After starting our tomato plants from seed this year, we have many more small plants in the ground than in the past years. We are looking to make our own inexpensive and durable cages that we could use year after year.
What are starting materials that we can use? Are there materials to avoid? It seems that the openings in chicken wire and hardware cloth are too narrow.
Bamboo is one of the best materials. It is durable and lasts year in and out. If you have access to bamboo take advantage of the natural resources available. You can use as a pole and tie up the tomatoes or make it into a teepee style. Many garden shops will carry this material in bundles.
We use the same type of square grid sturdy rebar type fencing and lean two 5' to 6' pieces against each other down the length of the bed. We place plants about 18" apart on either side. Down the center, between the fencing, we cover the ground with black plastic, cardboard or other mulching materials to prevent weeds, and conserve moisture.
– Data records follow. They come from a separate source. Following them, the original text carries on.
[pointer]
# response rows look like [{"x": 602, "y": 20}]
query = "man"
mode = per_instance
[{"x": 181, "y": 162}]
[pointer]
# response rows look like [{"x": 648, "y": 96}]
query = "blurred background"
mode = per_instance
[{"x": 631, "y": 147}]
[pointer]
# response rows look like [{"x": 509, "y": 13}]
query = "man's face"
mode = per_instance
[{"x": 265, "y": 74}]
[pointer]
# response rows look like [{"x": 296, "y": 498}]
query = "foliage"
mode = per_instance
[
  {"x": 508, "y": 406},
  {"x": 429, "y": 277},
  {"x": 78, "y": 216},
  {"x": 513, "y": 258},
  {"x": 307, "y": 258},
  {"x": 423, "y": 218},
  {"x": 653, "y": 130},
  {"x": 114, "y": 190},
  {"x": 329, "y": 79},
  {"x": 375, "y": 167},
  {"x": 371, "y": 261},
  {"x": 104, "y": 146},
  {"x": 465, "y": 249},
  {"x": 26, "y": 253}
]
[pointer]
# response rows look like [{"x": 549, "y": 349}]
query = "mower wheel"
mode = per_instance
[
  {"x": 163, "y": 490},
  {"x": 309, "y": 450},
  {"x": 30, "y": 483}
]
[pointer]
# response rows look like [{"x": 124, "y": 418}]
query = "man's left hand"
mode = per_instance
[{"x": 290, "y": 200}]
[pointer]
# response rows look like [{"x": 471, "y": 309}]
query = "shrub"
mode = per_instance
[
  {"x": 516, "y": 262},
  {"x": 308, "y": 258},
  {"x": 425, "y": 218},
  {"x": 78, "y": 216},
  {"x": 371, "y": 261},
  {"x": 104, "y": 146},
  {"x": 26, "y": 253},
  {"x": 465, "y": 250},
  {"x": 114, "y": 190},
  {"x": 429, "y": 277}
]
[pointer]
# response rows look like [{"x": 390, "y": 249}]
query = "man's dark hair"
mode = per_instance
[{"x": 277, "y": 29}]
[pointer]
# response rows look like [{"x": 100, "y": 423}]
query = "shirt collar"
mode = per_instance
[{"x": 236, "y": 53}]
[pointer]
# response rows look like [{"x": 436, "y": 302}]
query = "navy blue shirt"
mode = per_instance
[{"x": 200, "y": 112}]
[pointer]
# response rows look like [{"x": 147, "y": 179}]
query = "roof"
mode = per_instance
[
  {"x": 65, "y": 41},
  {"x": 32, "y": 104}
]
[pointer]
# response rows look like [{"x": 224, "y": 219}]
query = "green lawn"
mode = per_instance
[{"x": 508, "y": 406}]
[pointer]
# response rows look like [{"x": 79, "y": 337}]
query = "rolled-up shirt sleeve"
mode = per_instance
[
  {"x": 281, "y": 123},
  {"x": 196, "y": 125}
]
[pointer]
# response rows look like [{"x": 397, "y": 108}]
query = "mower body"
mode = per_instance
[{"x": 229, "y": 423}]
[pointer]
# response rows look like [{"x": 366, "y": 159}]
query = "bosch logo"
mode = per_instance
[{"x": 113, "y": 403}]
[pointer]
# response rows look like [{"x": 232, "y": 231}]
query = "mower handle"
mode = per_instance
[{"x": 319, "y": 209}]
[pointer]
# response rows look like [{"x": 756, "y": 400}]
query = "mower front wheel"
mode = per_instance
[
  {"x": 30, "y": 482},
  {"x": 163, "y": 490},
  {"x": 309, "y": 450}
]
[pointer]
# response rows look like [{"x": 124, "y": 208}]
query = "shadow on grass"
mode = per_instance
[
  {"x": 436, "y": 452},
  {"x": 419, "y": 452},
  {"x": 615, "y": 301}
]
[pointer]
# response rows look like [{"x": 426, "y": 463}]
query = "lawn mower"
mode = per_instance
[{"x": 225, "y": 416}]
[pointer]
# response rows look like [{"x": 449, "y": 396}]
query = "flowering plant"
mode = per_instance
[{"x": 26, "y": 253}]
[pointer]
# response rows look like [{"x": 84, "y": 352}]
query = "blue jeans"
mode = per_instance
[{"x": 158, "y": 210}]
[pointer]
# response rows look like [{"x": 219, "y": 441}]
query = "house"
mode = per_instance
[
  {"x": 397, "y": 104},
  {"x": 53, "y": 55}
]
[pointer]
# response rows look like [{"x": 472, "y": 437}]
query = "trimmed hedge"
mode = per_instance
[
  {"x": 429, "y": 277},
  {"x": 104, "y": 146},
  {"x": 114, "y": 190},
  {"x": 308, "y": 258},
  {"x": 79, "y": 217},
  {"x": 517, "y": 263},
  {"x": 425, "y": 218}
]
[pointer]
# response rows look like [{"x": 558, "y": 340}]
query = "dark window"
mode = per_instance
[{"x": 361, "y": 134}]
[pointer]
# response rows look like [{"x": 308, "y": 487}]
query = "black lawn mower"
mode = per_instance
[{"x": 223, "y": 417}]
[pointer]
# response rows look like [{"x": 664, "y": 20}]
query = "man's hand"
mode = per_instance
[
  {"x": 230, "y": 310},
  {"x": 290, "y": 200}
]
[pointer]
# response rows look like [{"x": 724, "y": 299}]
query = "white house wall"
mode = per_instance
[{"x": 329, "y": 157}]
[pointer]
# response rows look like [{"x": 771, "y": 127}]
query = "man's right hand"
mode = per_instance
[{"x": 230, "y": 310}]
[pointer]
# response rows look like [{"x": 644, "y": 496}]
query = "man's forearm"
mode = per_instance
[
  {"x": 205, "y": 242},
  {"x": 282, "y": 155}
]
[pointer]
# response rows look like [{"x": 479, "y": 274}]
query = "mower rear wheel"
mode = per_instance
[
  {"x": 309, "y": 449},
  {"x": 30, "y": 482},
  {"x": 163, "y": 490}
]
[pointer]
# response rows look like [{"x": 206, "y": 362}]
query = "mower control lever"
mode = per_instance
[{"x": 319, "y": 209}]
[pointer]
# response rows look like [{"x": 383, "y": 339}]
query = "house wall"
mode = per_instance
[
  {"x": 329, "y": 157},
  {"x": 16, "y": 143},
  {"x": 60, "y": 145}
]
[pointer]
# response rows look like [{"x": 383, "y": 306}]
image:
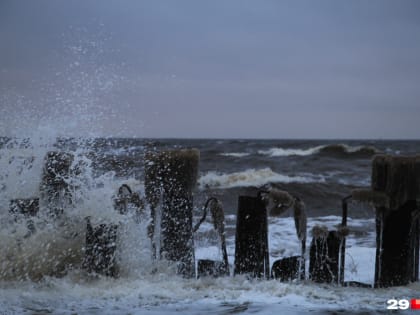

A concrete contractor friend of mine gives me the end-of-roll of this 6" square grid rebar (bit over 1/8" wire) stuff that he does not want to mess with. I have seen similar stuff sold as rebar and as fencing (thinner wire) in home improvement stores for $10-$15 a roll. One roll would do a dozen or more cages.
We're still using the supports we bought 25 years ago - generic metal fence/sign supports from Home Depot, or whatever was around back then. We just pound one in every 6-8 feet, and string nylon trellis netting between them.
This gives you a trellis about 6 feet high. It works best with indeterminate tomatoes. If memory serves, we got the idea from Square Foot Gardening (the old edition).
I perfer using a trellis as others have mentioned. See the pic in this question as an example. I bought nylon trellis netting off amazon for $10, 4 8' electrical conduit pipes, and 6 conduit straight connectors for less than $10 as well at Home Depot.